If improvement feels like “making change” to us… How can it ever become continuous, and natural?
As long as we feel “changed” we don’t really own the improvement flow… And we’ll never truly transform into a Kaizen mindset.
Transformation always starts within ourselves. And it does naturally if we let it happen. Growth is sustainable by nature:)
So shouldn’t we just let go of the past so that our natural ability to grow and transform stops feeling like change?

Risk Management

A closing thought: Change Management and Real Options are both methods that could be labeled risk management. Change highlights the threats, Real Options the opportunities. You are free to choose.

Gratitude

This post is based on conversations with, thoughts and feedback from Umair Haque, Bob Marshall, Chris Matts, Stephen Parry, Pascal Pinck, Eric Ries, Siraj Sirajuddin, Dave Snowden, Andrea Tomasini, and many more… Thank you for your inspirations.
Siraj pointed out that thinking creates words… Which is true, just as my opening sentence. That discourse is a topic for other posts:-).

7 Comments

  1. Thorsten O. Kalnin
    March 8, 2012

    great post, Olaf, thanks for sharing! I completely agree, thumbs up…

    Reply
  2. Gitte Klitgaard (@NativeWired)
    March 8, 2012

    Drawing lines back to Heraklit – everything flows (panta rhei)… You can never enter the same river twice – either the water has changed or you have 🙂

    Reply
  3. Michael Sahota
    March 20, 2012

    Hi Olaf,

    I don’t get it. I sense there is something beautiful and profund here, but I can’t connect the dots. Can you explain it to me like I am a three-year-old?

    Thanks,
    Michael

    Reply
  4. Marcin Sanecki
    March 23, 2012

    Hi Olaf,
    this post touch me deep somehow. There is so much content in it, so much thoughts…I have to say that my mindset is being changed right now. Thanks for sharing it. I hope to meet you one day to hear more…

    Reply
  5. Tom Howlett
    May 16, 2012

    Great post, it’s really got me thinking. The word Retrospective seems odd when you look at it from this angle. Although it’s a time where we look back and reflect its purpose is to foster growth, something that you need to do now. Perhaps the practice could be called something like “real option mining”. Although that’s got me thinking there is really no need to retrospect at all if growth and learning are continuous.

    Reply
  6. Andrea Tomasini
    August 16, 2012

    I appreciate your effort in trying to make something complex as life, as simple as “if you move you live, if you stand you die”… well it is a bit more a collection of shade of grey. Change is not bad, but every systems will try to reach the next possible stable state at lowest possible energy, it’s inevitable till entropy will be proven wrong.
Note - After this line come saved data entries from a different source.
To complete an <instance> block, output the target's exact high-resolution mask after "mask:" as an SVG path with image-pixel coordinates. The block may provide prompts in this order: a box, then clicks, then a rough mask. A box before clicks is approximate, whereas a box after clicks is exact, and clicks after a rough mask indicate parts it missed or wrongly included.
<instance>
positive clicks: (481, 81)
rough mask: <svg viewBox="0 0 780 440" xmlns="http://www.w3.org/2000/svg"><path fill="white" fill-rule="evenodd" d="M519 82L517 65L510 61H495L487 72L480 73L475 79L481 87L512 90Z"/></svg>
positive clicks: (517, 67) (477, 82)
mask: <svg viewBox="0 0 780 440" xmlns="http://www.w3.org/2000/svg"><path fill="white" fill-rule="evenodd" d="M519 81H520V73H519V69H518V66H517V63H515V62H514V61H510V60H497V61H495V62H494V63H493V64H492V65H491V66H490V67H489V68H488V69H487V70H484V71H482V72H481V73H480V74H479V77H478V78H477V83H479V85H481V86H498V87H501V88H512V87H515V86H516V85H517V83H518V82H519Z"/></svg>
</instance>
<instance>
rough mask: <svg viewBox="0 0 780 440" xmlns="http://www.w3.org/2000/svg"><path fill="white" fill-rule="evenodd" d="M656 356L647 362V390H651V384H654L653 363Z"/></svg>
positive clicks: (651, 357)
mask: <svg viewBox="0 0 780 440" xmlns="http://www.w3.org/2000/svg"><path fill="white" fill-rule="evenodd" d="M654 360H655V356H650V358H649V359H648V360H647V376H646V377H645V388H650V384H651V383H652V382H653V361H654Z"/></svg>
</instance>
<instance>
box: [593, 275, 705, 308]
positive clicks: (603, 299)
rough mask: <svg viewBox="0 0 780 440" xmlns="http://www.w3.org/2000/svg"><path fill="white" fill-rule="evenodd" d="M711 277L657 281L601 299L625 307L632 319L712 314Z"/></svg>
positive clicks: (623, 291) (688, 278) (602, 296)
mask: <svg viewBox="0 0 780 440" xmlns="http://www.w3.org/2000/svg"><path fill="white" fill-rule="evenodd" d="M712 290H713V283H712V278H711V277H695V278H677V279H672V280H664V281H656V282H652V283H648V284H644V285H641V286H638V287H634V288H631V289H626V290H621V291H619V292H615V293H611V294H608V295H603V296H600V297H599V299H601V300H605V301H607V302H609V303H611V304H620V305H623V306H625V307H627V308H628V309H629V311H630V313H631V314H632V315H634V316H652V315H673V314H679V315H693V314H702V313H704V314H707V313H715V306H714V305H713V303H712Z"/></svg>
    So philosophy of words, would bring us to consider “stability” the state in which we collect the benefit we expected before the last change, and we capitalise the knowledge of the last happened transformation. Stability is the phase in which we can do deep and long term thinking, not being busy nor concern with having to adapt to the changing environment. While in transition we need to focus on the boundaries changing around us – for whatever reason – and that requires different type of thinking, instinctive, immediate, reactive, sometimes driven by the will to survive, or to get into a better state (sometimes not).

    Changing without a purpose can generate fear, changing with a purpose can be extremely motivating, if we like and share that goal. The attitude towards changing depends on the fact that we are playing an active role in it, or we are just dragged around… many company fail because the are dragged around by market forces that they are neither understanding, nor mastering, and not because they are not willing to change.

    So, there are a lot of shades of grey, there is not only white and black, and categorising something we recognise as complex, implies making a lot of assumptions that limits valuable options to emerge as a result of a dynamically adapting system.

    I like to defer commitment too, and take action when it’s needed, and sit and relax when it is not, we are not looking for the ultimate answer… 42

    Reply
    • Olaf
      August 16, 2012

      Wise words. Thank you for joining the conversation!